POV CALLE
Fue una ingenuidad por mi parte pensar que aquella mañana en el estadio sería la última vez que viera a María José. Al menos hasta que me la encontrara en un acto del equipo o la viera en la televisión durante la temporada. La mirada de absoluta determinación en su apuesto rostro debería haberme dado la pista de que no me abandonaría tan fácilmente. Cuando me fui a la cama esa noche, estaba sentado fuera de mi edificio, apoyado en su todoterreno. Vigilando la ventana de mi habitación como un halcón.
Cerrar las cortinas no ayudó.
A la mañana siguiente empezaron a aparecer rosas en mi apartamento.
Docenas y docenas de rosas de tallo largo de todos los colores. Cajas y cajas de ropa deportiva de diseñador, lo cual fue muy grosero, porque verme linda mientras me visto cómoda es totalmente mi debilidad. Me envió su anillo de campeona de Denver, y sabiendo lo mucho que significa algo tan simbólico para un atleta, eso casi me hizo responder a una de sus cientos de llamadas.
Las hace una vez por hora, en punto, aunque solo deja mensajes de voz a altas horas de la noche, su voz tiene el efecto contrario a una nana en mi cuerpo. Las notas del hambre me despiertan hasta tal punto que doy vueltas en la cama hasta que el sol se eleva en el cielo, con los ojos llenos de arena y el pecho dolorido. Estoy insatisfecha, inquieta. Yo... la echo de menos. ¿Cómo puede ser eso? ¿Después de lo que hizo? ¿Por qué me cuesta tanto aguantar la rabia?
Es una de esas noches, una semana después, cuando estoy sentada en el borde de la cama con una toalla que empiezo a resbalar. María José estaba fuera de mis clases de nuevo hoy, luciendo escandalosamente caliente, el brazo descansando en el marco inferior de la ventana del conductor, los ojos escondidos detrás de unas gafas de sol negras espejadas. Pensé que a los chicos de mi clase les iba a dar un infarto, corriendo a pedirle autógrafos. No me quitó los ojos de encima ni una sola vez mientras los firmaba, con la mandíbula en permanente flexión. Tan seria, tan intensa que los músculos bajo mi ombligo se retorcieron en un nudo, y así han estado desde entonces.
Hace un par de días, intenté tocarme en la ducha, con la esperanza de aliviar la creciente tensión en mi interior, pero no hay nada... que consuma el acto. Nada trascendental o que afirme la vida. Sin el fuerte cuerpo de Poché apretado contra el mío, sin su boca en mi cuello, sin sus manos vagando, sin su voz acariciando mis sentidos, todo se queda sin brillo. Menos que. Me ha arruinado.
Me pongo en pie, cruzo las cortinas y me asomo a la acera desde mi habitación. Por supuesto, está ahí, mirándome fijamente. Probablemente tratando de decidir qué es lo siguiente que me va a mandar. La única señal de que me ve en la ventana es una línea que se mueve en su mejilla. Y antes de que pueda adivinar mi propia intención, dejo que la toalla se deslice hasta el suelo, dejándole ver mi cuerpo desnudo. Atraigo su mirada hacia abajo mientras paso un dedo desde el cuello hasta el ombligo.

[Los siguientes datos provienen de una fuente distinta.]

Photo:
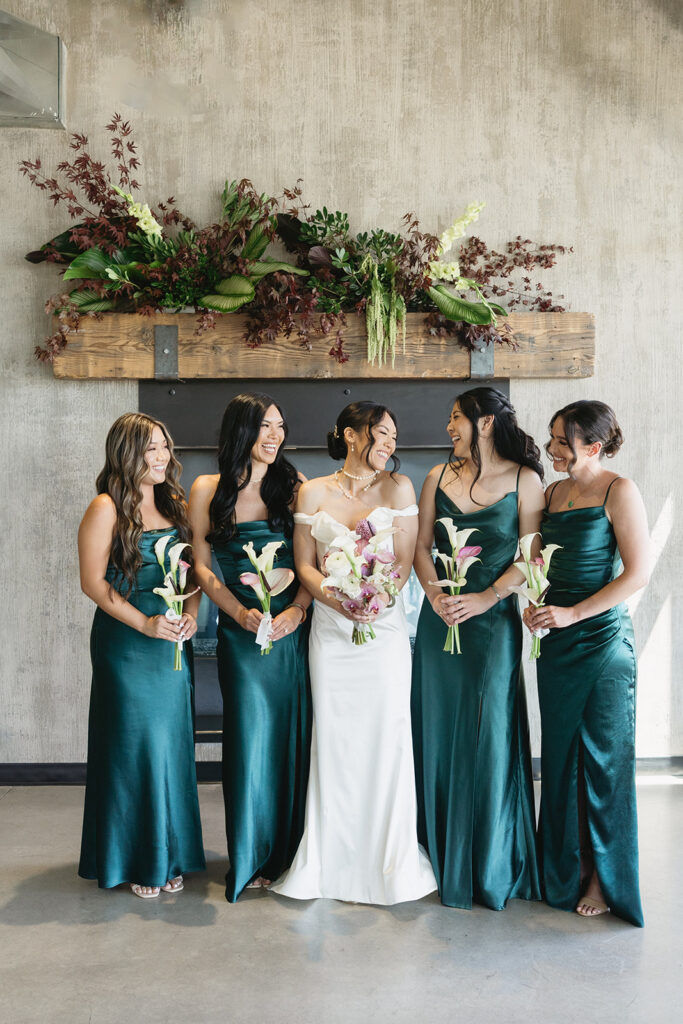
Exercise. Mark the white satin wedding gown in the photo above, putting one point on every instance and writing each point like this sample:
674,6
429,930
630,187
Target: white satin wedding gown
359,842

Se dirige a la puerta de mi edificio antes de que llegue más abajo, y el timbre suena con fuerza en mi salón. La adrenalina y la anticipación casi me ciegan, haciendo que mis piernas vuelvan tan inútiles que casi me tropiezo en mi prisa por alcanzar el timbre donde rápidamente aprieto el botón y abro la puerta. Retrocediendo. Esperando. Diciéndome a mí misma que estoy siendo muy tonta, pero demasiado nerviosa para preocuparme.
En cuanto María José atraviesa la puerta como un toro y la cierra de una patada tras de sí, le digo: —Esto no significa que te perdone.

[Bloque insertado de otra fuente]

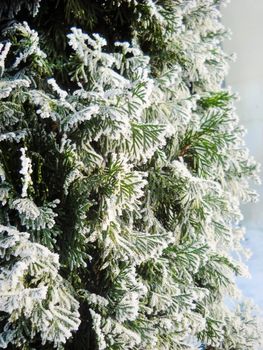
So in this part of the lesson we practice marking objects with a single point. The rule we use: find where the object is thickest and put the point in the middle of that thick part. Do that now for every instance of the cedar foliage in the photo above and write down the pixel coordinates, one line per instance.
(122, 170)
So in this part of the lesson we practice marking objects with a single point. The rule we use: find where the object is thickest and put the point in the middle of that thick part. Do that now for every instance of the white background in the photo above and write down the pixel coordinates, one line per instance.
(245, 19)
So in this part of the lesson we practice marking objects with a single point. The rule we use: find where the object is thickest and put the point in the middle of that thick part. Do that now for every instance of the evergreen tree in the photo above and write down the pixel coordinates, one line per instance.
(122, 169)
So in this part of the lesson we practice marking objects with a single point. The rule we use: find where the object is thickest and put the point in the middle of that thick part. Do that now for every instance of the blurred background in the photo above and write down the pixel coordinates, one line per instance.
(245, 19)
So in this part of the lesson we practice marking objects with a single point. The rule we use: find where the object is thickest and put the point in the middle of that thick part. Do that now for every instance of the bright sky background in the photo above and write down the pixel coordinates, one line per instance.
(245, 19)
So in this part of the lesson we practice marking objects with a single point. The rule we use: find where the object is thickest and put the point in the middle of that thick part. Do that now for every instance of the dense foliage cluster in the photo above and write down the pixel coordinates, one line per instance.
(122, 167)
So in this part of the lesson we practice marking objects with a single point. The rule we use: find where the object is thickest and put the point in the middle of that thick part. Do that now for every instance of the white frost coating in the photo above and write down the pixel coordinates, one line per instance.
(31, 288)
(32, 37)
(26, 171)
(97, 328)
(4, 49)
(80, 116)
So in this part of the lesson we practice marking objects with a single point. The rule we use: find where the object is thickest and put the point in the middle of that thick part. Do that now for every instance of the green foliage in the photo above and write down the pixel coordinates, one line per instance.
(119, 154)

Hay un destello de dolor, de decepción, en sus ojos verdes, pero se recupera rápidamente, avanzando hacia mí. Aplasta su boca en la mía y me hace retroceder por el apartamento hacia mi dormitorio, con sus manos en todas partes a la vez. Mi trasero, mis pechos, recorriendo mis caderas. — ¿Qué necesitas?
ESTÁS LEYENDO
LA HIJA DEL ENTRENADOR (GIP)
FanfictionEsta historia es una adaptación. Créditos a su autor(a).